I would stick to your decision. My parents will have my toddler when baby is born. When I said to them about bringing her to the hospital after baby is born they actually said they would just drop her to my husband at the entrance and wouldn't come in (which is what we wanted but they mentioned first)

Back yourself and what you want! You may really regret it if you bend just to please other people! X

They should respect your decision and allow you and baby to settle in and allow you to have those first few days with baby 👶

Please don’t change your mind, let them be annoyed, you will never get those memories back and it’s important for you to be happy with what you and your little family want, not what family and friends want. Don’t let anyone change what you want to do xx

Best thing I EVER did with my second was saying no to visitors. When I had my first our house was just a constant stream of people and I hated it. I was in pain from my csection and trying to learn how to breastfeed and it was just a joke! With my second I said no visitors until we say so. I'm having my third tomorrow and I've said the same!!! Stick to your guns babe!!! It's not a time for anyone else it's your time!! People can wait xxx

2 days only? I"ve told my partner I don't want to see anyone visiting for the first 2 months🤭 i want to get used to baby and recover after c-section not being stressed out by visitors, we'll receive visitors once ready. If they don't understand this oh well then they need to educate themselves more, to see what is happening with a woman that just gave birth...

2 days?!?! That's nothing! I wouldn't back down on that, you need some time with your new baby too! If you were saying 2 weeks I'd be a bit more understanding of them but 2 days?!?! Nah, take your 2 days, recover, have your family time.

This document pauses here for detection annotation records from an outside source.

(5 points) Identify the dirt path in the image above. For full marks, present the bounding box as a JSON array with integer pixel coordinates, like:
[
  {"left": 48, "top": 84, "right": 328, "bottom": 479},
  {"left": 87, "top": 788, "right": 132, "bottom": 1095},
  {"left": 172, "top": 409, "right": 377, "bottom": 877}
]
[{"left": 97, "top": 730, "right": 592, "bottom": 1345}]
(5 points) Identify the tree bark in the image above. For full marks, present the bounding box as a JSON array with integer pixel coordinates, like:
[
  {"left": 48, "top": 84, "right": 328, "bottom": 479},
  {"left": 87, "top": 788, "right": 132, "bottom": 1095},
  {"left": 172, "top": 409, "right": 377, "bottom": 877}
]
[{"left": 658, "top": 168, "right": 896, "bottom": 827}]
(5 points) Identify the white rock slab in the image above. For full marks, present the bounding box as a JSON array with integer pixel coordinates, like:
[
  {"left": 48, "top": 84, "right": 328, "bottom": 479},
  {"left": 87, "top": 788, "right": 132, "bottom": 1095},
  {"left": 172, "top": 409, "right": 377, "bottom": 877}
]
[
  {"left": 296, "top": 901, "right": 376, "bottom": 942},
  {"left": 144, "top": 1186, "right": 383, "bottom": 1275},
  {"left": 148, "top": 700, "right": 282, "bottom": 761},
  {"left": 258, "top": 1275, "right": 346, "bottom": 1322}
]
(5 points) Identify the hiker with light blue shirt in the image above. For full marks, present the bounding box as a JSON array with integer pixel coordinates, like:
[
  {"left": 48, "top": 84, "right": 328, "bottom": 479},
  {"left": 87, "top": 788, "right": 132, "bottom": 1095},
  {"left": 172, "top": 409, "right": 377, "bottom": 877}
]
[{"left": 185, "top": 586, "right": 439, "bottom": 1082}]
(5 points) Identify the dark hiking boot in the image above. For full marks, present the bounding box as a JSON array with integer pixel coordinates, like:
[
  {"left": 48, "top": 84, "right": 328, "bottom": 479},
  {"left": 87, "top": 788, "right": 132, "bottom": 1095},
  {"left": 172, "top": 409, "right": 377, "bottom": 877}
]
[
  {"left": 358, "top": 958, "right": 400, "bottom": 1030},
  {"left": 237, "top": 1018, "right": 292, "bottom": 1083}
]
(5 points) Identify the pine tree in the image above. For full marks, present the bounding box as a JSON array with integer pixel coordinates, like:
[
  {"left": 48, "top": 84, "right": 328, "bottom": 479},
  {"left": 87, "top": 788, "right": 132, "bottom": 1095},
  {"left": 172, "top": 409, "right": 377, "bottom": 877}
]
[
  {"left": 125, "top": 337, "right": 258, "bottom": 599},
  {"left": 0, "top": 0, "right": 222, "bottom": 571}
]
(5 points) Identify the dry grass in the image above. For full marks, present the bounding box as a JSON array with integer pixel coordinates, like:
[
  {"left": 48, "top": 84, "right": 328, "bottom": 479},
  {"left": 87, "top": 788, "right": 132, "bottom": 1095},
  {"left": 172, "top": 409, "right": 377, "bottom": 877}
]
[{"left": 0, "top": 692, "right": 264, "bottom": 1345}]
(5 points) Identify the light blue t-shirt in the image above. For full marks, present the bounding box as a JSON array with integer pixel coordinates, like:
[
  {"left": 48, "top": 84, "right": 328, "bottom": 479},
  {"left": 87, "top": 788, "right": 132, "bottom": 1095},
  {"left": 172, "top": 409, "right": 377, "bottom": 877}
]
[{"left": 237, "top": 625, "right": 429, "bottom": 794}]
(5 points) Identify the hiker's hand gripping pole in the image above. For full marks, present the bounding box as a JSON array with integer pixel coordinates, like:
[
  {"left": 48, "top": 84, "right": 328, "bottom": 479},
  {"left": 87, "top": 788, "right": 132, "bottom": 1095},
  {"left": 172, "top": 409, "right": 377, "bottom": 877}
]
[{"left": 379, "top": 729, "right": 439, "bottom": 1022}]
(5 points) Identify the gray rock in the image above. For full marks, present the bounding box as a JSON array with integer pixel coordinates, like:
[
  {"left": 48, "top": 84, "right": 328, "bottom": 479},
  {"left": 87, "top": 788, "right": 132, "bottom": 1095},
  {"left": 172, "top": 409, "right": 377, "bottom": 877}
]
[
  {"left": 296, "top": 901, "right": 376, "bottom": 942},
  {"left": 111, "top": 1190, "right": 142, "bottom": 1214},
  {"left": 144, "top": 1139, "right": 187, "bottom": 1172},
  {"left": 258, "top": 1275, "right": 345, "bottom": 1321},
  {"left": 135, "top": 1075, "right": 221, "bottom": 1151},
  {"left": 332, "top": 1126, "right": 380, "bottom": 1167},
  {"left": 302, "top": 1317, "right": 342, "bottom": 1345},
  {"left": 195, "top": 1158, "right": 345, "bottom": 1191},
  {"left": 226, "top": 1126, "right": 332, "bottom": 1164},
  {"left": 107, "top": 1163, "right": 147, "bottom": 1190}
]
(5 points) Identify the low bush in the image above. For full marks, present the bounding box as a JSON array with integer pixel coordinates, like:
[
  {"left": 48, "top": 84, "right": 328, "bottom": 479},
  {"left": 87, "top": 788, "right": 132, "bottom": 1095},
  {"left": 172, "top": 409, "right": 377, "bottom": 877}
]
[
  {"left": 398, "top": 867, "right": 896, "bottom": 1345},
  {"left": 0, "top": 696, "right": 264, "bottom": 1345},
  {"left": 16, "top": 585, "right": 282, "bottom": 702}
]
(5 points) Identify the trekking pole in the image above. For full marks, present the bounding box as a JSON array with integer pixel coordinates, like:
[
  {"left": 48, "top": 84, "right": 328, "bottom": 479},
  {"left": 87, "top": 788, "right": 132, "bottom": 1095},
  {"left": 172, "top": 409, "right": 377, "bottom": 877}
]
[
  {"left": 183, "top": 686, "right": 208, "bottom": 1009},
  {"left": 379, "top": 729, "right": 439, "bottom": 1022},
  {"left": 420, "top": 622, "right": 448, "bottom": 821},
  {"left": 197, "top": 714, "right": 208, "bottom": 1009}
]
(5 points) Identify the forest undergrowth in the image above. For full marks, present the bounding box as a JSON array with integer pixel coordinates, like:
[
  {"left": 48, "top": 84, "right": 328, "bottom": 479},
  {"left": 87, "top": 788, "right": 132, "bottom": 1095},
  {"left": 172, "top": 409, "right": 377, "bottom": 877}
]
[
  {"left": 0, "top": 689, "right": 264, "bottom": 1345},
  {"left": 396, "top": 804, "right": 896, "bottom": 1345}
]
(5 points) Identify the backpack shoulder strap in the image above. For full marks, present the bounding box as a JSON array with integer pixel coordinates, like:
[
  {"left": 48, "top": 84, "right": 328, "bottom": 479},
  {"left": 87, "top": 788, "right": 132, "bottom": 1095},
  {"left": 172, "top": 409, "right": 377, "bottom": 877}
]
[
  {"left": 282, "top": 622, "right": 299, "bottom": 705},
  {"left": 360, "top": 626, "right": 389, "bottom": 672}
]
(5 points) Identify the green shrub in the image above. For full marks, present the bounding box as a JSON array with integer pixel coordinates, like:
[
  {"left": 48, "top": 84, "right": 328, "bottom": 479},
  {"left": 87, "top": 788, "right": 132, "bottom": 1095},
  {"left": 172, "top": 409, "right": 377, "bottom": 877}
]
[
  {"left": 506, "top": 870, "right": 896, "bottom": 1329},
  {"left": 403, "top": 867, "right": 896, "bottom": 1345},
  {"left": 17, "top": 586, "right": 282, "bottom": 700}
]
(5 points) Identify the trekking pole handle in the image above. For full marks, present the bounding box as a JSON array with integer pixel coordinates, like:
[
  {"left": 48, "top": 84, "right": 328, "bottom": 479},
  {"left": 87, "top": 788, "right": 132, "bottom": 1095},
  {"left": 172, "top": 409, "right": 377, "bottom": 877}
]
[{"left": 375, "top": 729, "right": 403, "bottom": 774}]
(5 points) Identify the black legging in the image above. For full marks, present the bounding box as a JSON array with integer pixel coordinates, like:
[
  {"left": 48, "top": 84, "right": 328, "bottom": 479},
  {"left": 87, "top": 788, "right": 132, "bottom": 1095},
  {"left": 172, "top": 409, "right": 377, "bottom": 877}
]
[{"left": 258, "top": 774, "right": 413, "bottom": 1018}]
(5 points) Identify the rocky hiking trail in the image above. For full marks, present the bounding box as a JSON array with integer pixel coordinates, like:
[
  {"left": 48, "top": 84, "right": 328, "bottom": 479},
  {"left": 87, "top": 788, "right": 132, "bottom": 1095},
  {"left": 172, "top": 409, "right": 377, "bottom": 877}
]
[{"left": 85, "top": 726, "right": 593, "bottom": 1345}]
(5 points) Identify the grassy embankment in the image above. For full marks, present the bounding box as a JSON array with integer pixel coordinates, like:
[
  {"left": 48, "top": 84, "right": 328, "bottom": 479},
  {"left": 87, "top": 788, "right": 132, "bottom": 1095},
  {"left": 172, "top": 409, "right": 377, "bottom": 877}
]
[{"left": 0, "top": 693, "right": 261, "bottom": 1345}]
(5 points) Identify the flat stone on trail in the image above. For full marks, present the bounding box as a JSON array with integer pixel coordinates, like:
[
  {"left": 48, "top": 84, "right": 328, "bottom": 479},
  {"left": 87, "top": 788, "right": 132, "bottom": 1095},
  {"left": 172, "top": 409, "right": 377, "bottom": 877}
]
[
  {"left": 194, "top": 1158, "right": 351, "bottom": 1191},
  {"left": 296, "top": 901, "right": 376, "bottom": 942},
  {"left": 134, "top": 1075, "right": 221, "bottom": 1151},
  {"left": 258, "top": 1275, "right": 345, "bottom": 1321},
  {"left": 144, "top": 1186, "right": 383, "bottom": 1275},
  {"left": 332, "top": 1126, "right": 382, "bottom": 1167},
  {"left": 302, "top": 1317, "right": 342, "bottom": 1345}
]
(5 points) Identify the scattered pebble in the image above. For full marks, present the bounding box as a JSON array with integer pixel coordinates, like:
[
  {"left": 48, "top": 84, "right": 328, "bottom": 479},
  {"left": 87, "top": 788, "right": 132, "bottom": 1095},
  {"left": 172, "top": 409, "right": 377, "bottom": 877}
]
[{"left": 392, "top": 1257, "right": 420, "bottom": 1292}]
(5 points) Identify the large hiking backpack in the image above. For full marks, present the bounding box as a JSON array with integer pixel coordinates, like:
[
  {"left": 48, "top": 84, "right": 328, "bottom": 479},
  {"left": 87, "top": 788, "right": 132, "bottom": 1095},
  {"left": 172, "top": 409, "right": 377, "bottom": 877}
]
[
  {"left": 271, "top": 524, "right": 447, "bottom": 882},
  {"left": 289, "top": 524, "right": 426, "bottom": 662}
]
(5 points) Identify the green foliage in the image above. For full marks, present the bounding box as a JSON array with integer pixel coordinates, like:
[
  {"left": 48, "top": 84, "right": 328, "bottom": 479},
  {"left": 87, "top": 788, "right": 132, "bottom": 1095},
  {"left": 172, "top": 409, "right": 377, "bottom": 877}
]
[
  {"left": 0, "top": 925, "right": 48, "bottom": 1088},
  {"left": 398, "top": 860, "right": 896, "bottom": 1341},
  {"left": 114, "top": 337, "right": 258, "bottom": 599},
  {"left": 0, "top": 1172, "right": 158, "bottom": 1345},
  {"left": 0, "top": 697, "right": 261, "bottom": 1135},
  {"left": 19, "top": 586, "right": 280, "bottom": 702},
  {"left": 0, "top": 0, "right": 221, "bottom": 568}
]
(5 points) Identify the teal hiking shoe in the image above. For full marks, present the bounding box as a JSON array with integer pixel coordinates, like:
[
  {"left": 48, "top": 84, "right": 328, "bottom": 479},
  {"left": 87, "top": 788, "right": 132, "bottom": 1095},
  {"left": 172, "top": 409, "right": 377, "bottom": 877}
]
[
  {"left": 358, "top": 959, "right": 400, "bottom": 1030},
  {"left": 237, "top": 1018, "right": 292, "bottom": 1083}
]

Not to offend anyone. But I got no bloody idea what this is. Is this an English thing ladies?? I see these posts all the time and just don't get it 🤯🤯🤔🤔🙈🙈 Where I'm from no one, absolutely NO ONE got any visitors for minimum of 6 weeks. Half of the 4th trimester. Because we absolutely need this time to heal our bodies and mind and to bond with baby and establish the new family 😊😊❤️ How is it OK and acceptable in England to be bleeding to your nappy/pad, have sore leaking nipples, possibly stitches down there or c section scar and accept visitors?? Or even how is it OK for someone to assume it is fine for them to visit?? I find it rude, disrespectful and stupid AF(from the visitors) I get the pressure you might be getting. My husband is English so I told him very early on that I won't be having anyone for minimum of 1 month. Then see how I feel. He absolutely respects that and told his friends and fam and nobody dared to question it 🙌🏼🙌🏼🙌🏼

I wanted to impose this rule too… I’ve said no hospital visits as I need to stay in with baby for a day or two after… Luckily my sister and her hubby have taken my mum on holiday this week so hopefully baby will be here soon (induction Wednesday) but my mother said today that she’d see me at the weekend 😖 so nobody is actually going to listen to me saying no anyway…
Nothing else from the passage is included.